The Supreme Court won’t like vaccine passports
The consensus among legal experts seems to be that states have the right to mandate vaccine passports. The main basis is a 1905 Supreme Court case, Jacobson v. Massachusetts, which held that the Constitution wasn’t violated when the city of Cambridge required all adults to get the smallpox vaccine. Following the same logic, courts have upheld state laws mandating vaccines for schoolchildren.
But we should not assume that this deference to state power would continue under the current Supreme Court.
For one thing, the constitutional tests for infringements on personal liberty have been refined in the last half century. For another, the current court is deeply sympathetic to religious exemptions. If large numbers of people decline vaccination on religious grounds, it would effectively undermine the power of any passport system.

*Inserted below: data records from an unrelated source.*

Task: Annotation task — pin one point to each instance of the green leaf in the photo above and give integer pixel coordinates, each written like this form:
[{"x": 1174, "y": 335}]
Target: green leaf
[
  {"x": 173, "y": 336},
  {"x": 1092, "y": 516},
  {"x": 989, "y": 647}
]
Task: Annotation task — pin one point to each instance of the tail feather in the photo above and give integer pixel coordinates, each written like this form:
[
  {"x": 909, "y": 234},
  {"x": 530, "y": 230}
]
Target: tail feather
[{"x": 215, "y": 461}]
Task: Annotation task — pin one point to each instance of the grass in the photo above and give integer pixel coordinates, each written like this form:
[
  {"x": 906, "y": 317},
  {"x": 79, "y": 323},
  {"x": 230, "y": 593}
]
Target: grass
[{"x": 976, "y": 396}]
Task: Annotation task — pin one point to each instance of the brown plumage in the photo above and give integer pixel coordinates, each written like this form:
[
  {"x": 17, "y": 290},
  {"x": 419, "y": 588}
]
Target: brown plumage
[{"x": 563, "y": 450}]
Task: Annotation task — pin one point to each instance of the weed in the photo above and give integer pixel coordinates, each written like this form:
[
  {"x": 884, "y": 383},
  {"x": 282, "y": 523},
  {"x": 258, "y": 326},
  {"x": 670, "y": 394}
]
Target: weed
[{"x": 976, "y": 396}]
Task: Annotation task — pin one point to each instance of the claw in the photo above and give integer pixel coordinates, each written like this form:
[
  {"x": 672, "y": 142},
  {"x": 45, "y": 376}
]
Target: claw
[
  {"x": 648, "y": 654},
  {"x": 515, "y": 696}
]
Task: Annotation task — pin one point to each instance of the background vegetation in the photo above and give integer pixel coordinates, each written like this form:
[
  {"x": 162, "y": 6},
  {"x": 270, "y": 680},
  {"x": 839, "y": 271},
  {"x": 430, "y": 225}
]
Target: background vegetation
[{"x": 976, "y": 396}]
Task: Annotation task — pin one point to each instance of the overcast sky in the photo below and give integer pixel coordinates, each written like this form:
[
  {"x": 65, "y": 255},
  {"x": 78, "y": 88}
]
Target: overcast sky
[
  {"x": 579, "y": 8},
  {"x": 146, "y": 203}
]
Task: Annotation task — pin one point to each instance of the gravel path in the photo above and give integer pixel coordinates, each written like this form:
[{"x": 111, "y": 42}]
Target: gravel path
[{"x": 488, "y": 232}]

The Jacobson precedent is certainly well established. It was written by Justice John Marshall Harlan (the first of two justices of that name), who established his place in the court’s pantheon by dissenting in the shameful case of Plessy v. Ferguson, which upheld racial segregation.
The Jacobson ruling rested on the idea that the state has the power to protect the common good. The court held that the Constitution does not protect individual liberty so much as to override the state’s reasonable decision to require vaccination. As the Court put it, “the liberty secured by the Constitution of the United States to every person within its jurisdiction does not import an absolute right in each person to be, at all times and in all circumstances, wholly freed from restraint.”
Today, however, the Supreme Court would analyze the issue through a different framework, one known as “strict scrutiny.” First, the court would ask if the individual’s fundamental rights were implicated by a government regulation. If so, the court would then ask whether there was a compelling governmental interest and whether the restriction was narrowly tailored to achieving that interest – using the least restrictive means possible.
It is probable, although not absolutely certain, that the court would treat a vaccine passport as implicating a fundamental right to make health care decisions for one’s own body. True, requiring a passport isn’t quite as intrusive as mandating vaccination. But it could be understood as effectively the same from the standpoint of the individual’s rights, especially if the passport were legally necessary for access to basics like public transport or workplaces.
The current Supreme Court would almost certainly hold that the state has a compelling interest in protecting public health against covid-19 and restarting the economy. Where the rubber really meets the road, then, would be the question whether vaccine passports count as the least restrictive means to protecting the community against the virus.
States would, presumably, argue that vaccine passports are the only way to safely restart the economy and protect public health. Opponents would argue that it’s possible to restart the economy without vaccine passports. A majority of the Supreme Court justices might well be sympathetic to the conclusion that the passport is not the least restrictive means to achieve the government’s objectives.
The takeaway is not that vaccine passports are unconstitutional, but rather that the Supreme Court as currently composed might take a very different attitude than the view held by most constitutional experts. That alone might be a good reason for states to hold back from adopting vaccine passports.